I am a network guy and need my home network for work testing. I mean sometimes I need to log into my home computers and hit my work network and test OWA, web sites, and ftp sites. I have to log in and shutdown Azureus in-order to work.
Thanks George, for pointing this out to the community as we all exist to make technology better and to make it work with as little resources as possible. Otherwise, multi-tasking is pretty much obsolete.
The issue here can be explained simply by a well-known queueing theory idea, captured as "Little’s Theorem" or "Little’s Lemma".
If you have a queue that can handle requests (packets) at a fixed "service rate", the queue length as a function of "request rate" grows asymptotically to infinity at the point where the request rate = service rate. (this is strictly true for poisson arrivals of requests, but many random arrival processes cause the same behavior).
That is, trying to use up the full capacity of a router, link, etc. causes a queue to build to infinity. Since buffers are only finite, this will cause dropped packets, and long latencies.
The solution is to avoid behavior that fills the queues. The KEY IDEA is that the ONLY reason that queues should ever be a "good thing" is if there are random gaps on the outgoing link that could be filled if there were elements in the queue. This gives better throughput, but longer latency. Thus there is a REAL tradeoff – throughput gets better only when latency gets long – a decreasing returns situation. In most cases, having an average queue length of *one* is the best state for a bottleneck router to be in. The observation you see is that the modem/router does not complain until a HUGE queue backs up, and then it drops packets.
Two proposals have been made in IETF congestion control groups to fix this: RED (random early drops) and ECN (early congestion notification). Sally Floyd and Van Jacobsen showed how they work with thorough analysis.
TCP stacks that support ECN are available, but they are not turned on in most cases by default. RED does not require any modification of endpoints, but does require router support. You can fix this by implementing RED in your router today.
There is some interesting background as to why router vendors are not eager to do either ECN or RED. In general, router vendors get measured on *throughput* not on latency. Thus, in "bake offs" such as those sponsored by folks like the computer press in reviews, a system that implemented ECN or RED would *lose* by a few percent in comparative benchmarks.
The media (George – this means you) could make a difference by rating routers (home routers) on latency in overload cases. A linux PC based router implementing ECN and RED could be used
as a benchmark. This would move the industry to helping with latency, rather than meaningless hot-rod-engine-revving comparisons.
"It’s not the job of the application to queue the packets – thats normally the job of the edge device as its only the edge device that has knowledge of all traffic from all applications and clients on the LAN sending out to the WAN."
And how many home users have good QoS routers or know how to configure QoS? I would submit that it’s lower than a few percent.

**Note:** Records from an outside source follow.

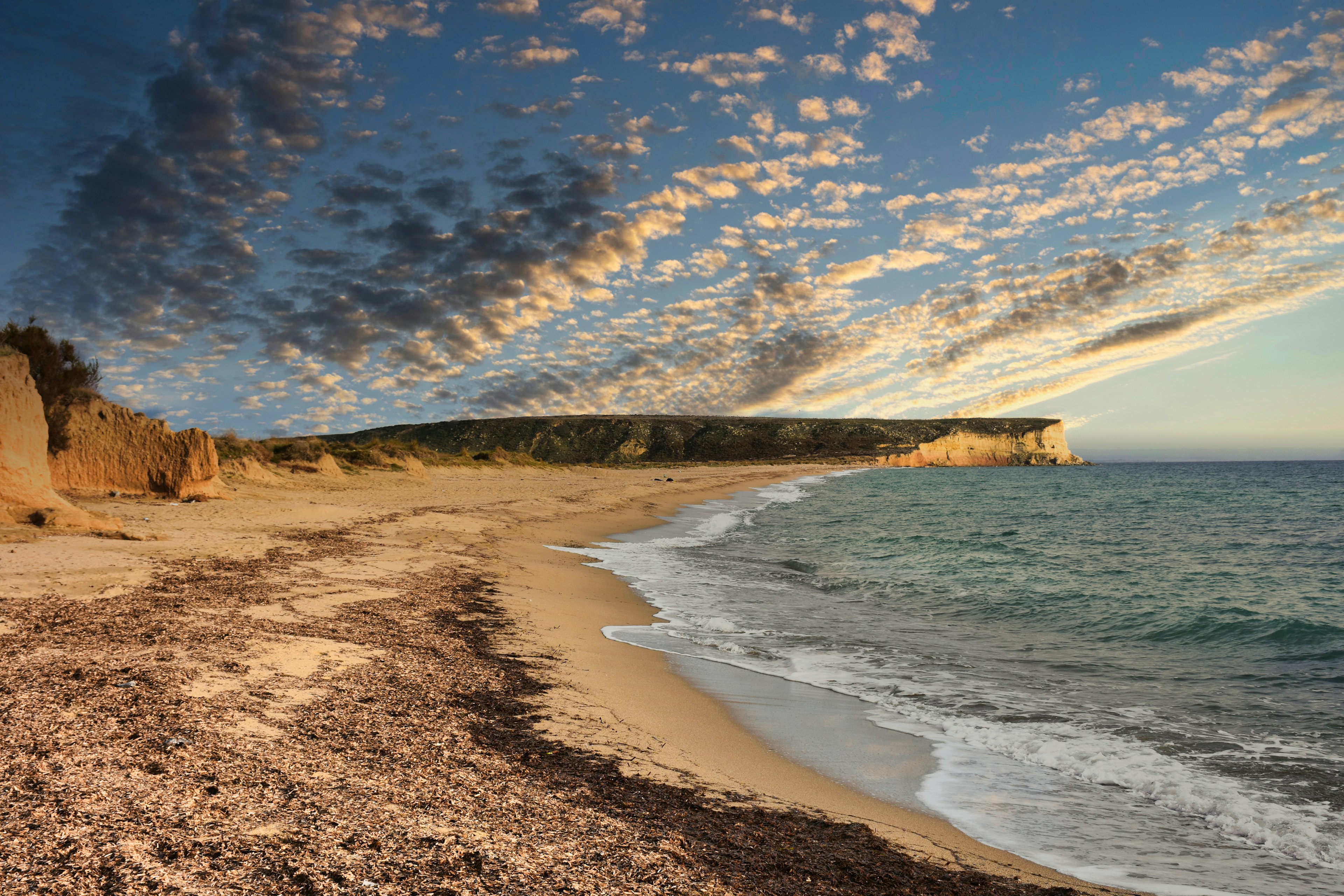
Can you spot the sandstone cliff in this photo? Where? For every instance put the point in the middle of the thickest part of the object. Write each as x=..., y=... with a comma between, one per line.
x=26, y=488
x=111, y=448
x=1035, y=448
x=662, y=440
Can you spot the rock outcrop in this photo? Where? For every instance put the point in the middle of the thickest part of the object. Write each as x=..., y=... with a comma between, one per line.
x=662, y=440
x=26, y=487
x=112, y=448
x=1035, y=448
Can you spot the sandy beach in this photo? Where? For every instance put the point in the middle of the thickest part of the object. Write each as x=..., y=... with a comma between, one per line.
x=389, y=683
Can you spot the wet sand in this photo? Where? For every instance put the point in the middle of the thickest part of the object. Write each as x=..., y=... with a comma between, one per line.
x=392, y=684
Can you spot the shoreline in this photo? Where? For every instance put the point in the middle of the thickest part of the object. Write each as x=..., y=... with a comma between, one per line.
x=387, y=681
x=634, y=705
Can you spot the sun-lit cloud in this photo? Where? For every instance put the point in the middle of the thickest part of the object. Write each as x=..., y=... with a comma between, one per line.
x=308, y=242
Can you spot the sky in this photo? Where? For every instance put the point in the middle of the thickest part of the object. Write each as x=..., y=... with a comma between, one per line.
x=287, y=218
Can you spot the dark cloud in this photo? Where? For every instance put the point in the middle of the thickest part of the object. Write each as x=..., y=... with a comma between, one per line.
x=151, y=244
x=379, y=173
x=322, y=257
x=1091, y=282
x=349, y=191
x=546, y=107
x=445, y=195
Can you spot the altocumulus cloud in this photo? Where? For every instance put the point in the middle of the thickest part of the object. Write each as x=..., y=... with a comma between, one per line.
x=585, y=216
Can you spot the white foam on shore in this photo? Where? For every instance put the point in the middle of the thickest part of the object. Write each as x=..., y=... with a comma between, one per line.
x=1099, y=788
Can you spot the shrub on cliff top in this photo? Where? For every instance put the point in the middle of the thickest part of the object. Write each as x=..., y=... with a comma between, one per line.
x=61, y=375
x=56, y=367
x=232, y=448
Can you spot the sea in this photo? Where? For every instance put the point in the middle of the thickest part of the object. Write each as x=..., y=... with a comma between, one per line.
x=1131, y=672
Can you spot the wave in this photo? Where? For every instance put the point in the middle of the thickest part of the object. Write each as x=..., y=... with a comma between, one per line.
x=1132, y=750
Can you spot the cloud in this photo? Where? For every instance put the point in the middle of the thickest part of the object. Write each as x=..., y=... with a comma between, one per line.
x=1202, y=81
x=547, y=107
x=152, y=245
x=624, y=16
x=512, y=8
x=609, y=147
x=912, y=91
x=896, y=35
x=783, y=15
x=873, y=68
x=979, y=141
x=878, y=265
x=826, y=65
x=814, y=109
x=729, y=69
x=530, y=58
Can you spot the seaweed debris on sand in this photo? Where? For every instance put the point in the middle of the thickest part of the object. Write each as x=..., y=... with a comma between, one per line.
x=384, y=745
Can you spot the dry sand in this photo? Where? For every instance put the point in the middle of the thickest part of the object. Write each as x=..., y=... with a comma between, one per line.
x=262, y=632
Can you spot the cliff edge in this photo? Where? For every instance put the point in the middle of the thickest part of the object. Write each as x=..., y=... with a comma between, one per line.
x=26, y=488
x=112, y=448
x=664, y=439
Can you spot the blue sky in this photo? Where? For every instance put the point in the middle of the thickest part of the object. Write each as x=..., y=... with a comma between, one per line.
x=304, y=218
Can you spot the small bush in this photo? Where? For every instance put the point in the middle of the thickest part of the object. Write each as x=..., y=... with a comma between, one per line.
x=61, y=375
x=303, y=450
x=230, y=448
x=392, y=455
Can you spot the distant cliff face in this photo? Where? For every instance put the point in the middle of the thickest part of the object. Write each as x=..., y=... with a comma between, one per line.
x=1035, y=448
x=663, y=440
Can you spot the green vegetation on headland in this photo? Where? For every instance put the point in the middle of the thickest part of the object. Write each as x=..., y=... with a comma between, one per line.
x=670, y=440
x=61, y=377
x=373, y=453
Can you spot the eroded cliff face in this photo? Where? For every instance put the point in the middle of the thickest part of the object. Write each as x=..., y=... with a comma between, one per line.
x=112, y=448
x=1043, y=447
x=26, y=488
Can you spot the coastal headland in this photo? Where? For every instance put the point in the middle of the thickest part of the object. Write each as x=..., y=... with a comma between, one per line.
x=288, y=673
x=635, y=439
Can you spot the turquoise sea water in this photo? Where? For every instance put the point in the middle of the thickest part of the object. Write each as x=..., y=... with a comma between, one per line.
x=1129, y=672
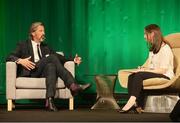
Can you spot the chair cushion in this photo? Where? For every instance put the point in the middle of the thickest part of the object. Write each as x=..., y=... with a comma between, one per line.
x=155, y=81
x=26, y=82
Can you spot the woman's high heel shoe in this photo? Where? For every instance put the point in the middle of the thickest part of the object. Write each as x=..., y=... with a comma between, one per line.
x=126, y=111
x=134, y=108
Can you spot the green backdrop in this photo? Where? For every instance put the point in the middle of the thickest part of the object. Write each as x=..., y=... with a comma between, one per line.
x=107, y=34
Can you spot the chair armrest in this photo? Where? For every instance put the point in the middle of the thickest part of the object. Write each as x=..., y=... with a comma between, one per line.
x=11, y=71
x=70, y=66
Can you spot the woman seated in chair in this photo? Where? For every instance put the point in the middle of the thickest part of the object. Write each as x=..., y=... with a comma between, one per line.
x=160, y=65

That being the case, there is a real market out there where people are so fed up with bad house mates that they want to take a baseball bat to their roommate’s computer. What do we do about this mass market? Tell them to buy new and expensive router gear and/or learn about poorly documented and unfriendly Linux projects and learn how to be a network engineer?

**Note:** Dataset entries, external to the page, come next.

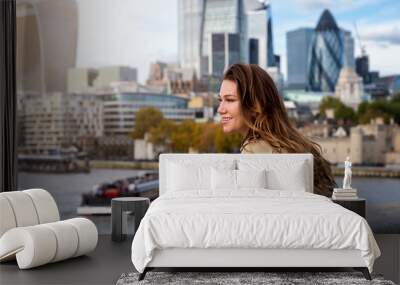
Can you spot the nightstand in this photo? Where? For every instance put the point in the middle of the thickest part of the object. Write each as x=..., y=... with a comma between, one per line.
x=356, y=205
x=120, y=207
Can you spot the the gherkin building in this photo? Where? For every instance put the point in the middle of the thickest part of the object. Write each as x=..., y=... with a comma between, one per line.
x=327, y=54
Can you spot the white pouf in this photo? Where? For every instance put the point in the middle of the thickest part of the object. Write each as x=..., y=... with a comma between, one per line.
x=31, y=232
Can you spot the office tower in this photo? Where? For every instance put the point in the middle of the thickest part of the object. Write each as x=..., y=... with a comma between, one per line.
x=250, y=20
x=331, y=49
x=298, y=43
x=221, y=16
x=349, y=88
x=349, y=60
x=224, y=51
x=190, y=19
x=46, y=44
x=253, y=51
x=259, y=27
x=362, y=67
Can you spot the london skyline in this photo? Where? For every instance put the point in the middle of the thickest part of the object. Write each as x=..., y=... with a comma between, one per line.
x=148, y=31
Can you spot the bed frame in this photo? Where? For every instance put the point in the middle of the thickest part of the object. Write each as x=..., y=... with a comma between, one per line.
x=249, y=258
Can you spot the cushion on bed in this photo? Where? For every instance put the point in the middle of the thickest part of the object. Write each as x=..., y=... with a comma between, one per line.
x=282, y=174
x=186, y=174
x=226, y=179
x=251, y=178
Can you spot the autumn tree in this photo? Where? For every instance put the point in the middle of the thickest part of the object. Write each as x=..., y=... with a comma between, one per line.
x=227, y=143
x=184, y=136
x=146, y=118
x=161, y=134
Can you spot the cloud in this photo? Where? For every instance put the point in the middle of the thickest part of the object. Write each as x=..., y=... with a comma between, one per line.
x=125, y=32
x=337, y=5
x=385, y=33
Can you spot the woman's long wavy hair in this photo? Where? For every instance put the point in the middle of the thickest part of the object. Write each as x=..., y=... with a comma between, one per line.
x=265, y=115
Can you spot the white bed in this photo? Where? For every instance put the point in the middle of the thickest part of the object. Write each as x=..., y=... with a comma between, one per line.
x=197, y=224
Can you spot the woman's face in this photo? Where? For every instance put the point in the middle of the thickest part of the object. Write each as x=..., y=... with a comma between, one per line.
x=230, y=108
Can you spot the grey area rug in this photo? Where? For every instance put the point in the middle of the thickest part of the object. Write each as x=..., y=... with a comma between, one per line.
x=226, y=278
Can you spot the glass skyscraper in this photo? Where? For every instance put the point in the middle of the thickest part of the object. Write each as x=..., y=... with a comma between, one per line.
x=224, y=51
x=298, y=43
x=190, y=19
x=259, y=27
x=200, y=19
x=331, y=49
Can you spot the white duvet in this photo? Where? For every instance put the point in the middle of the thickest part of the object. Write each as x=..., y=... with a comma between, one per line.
x=256, y=218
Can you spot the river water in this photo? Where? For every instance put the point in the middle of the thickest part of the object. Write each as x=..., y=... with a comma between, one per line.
x=382, y=194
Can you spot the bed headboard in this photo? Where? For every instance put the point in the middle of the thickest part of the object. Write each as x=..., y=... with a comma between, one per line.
x=204, y=159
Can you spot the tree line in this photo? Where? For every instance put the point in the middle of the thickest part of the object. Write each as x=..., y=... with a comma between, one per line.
x=184, y=136
x=386, y=109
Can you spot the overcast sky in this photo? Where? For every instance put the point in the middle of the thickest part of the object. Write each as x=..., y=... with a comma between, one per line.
x=138, y=32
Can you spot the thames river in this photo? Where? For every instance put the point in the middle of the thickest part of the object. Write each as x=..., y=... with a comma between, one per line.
x=382, y=194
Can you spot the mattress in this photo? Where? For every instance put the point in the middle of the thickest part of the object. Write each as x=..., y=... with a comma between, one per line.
x=251, y=219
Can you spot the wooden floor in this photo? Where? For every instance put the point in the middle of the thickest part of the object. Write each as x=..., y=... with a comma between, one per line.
x=111, y=259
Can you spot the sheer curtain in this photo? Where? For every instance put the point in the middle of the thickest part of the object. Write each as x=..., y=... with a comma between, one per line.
x=8, y=96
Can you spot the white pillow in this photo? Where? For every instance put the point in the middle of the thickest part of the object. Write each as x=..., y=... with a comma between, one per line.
x=186, y=174
x=183, y=177
x=251, y=178
x=230, y=180
x=295, y=180
x=282, y=173
x=223, y=179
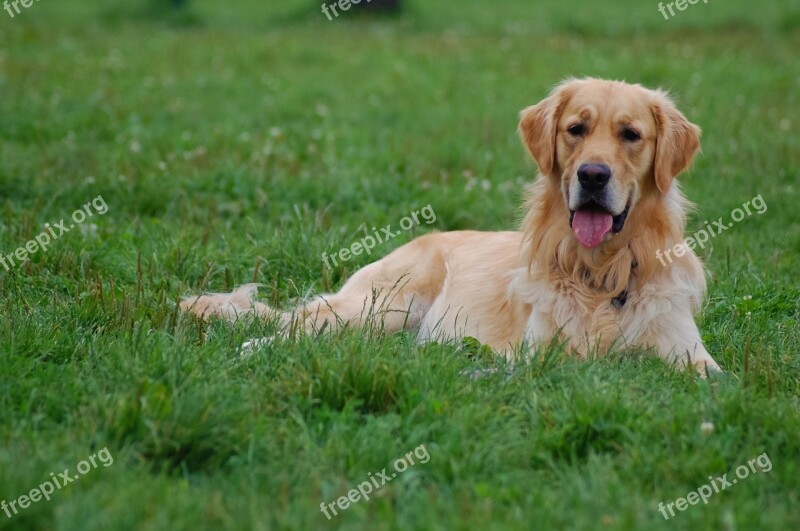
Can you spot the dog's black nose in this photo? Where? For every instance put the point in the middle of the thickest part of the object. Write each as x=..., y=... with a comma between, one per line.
x=593, y=177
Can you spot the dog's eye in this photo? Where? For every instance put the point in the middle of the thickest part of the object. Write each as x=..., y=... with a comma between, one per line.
x=576, y=130
x=630, y=135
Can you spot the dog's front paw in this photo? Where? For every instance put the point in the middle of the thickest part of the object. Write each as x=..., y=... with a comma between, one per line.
x=251, y=346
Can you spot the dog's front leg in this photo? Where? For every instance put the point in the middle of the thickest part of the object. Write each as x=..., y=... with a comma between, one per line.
x=677, y=339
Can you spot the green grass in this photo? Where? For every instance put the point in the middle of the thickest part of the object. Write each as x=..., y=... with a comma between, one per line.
x=238, y=142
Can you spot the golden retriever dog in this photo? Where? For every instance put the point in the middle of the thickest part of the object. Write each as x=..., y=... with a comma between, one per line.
x=582, y=269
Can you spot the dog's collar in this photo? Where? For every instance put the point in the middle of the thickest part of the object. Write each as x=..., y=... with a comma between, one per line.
x=619, y=301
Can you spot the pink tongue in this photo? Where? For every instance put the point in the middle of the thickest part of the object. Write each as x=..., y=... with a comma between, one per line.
x=590, y=226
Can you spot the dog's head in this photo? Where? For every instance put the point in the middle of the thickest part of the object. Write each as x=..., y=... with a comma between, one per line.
x=606, y=145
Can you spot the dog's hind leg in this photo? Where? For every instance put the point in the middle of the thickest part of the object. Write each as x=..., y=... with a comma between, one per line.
x=392, y=293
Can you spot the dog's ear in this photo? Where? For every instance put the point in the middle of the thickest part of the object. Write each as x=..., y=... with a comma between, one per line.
x=677, y=142
x=538, y=126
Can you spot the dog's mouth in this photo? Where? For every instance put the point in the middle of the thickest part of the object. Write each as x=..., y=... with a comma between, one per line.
x=592, y=222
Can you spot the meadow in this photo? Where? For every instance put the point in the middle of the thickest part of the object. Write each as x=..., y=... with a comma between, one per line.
x=238, y=142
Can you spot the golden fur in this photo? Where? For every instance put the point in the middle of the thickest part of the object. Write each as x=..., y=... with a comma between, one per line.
x=526, y=287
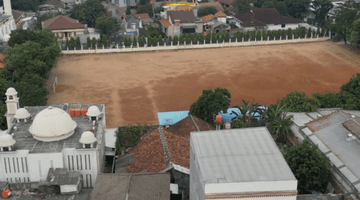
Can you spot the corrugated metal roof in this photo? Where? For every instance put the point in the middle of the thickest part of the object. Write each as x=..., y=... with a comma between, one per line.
x=239, y=155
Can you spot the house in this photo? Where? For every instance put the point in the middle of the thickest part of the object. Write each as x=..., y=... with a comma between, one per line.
x=144, y=17
x=215, y=23
x=175, y=142
x=265, y=19
x=7, y=22
x=181, y=22
x=38, y=138
x=69, y=182
x=336, y=132
x=155, y=186
x=239, y=163
x=133, y=25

BitTorrent or P2P applications are a very competitive field. The question is whether there is a demand for a network latency friendly P2P client or not and I would suggest there is a huge demand.

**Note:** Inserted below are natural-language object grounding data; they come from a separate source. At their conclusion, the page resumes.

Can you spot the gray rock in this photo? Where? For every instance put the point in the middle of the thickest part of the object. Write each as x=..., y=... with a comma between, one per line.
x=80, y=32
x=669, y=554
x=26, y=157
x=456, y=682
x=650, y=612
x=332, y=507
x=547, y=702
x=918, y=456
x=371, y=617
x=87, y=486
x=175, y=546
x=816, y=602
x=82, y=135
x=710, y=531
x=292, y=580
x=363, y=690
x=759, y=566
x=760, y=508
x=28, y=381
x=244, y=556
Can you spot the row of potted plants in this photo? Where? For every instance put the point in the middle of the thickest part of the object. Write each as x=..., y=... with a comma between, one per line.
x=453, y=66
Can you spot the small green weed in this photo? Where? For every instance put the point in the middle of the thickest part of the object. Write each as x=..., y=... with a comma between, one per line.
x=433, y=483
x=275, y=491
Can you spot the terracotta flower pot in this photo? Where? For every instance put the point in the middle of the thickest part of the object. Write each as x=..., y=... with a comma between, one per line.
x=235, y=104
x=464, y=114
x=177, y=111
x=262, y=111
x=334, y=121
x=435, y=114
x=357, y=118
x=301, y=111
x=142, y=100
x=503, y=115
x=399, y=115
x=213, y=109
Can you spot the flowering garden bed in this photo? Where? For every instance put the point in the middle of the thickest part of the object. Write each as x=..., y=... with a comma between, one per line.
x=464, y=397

David Reed says: "There is some interesting background as to why router vendors are not eager to do either ECN or RED. In general, router vendors get measured on *throughput* not on latency. Thus, in "bake offs" such as those sponsored by folks like the computer press in reviews, a system that implemented ECN or RED would *lose* by a few percent in comparative benchmarks.
The media (George – this means you) could make a difference by rating routers (home routers) on latency in overload cases. A linux PC based router implementing ECN and RED could be used
as a benchmark. This would move the industry to helping with latency, rather than meaningless hot-rod-engine-revving comparisons."
I agree with you David. This would be a much better way to benchmark.
I see there’s a lot of discussion on this already, but i thought i’d add my 2c anyway.
Using OpenWRT w/ X-Wrt admin interface did wonders for HTTP and Skype latency for me, and was very easy to set up. Here’s a screenshot: http://wiki.x-wrt.org/index.php/Image:Wrp_network-qos.png
Just make sure you limit the bandwidth to a value below the actual speed so that the queue on the DSLAM never fills up.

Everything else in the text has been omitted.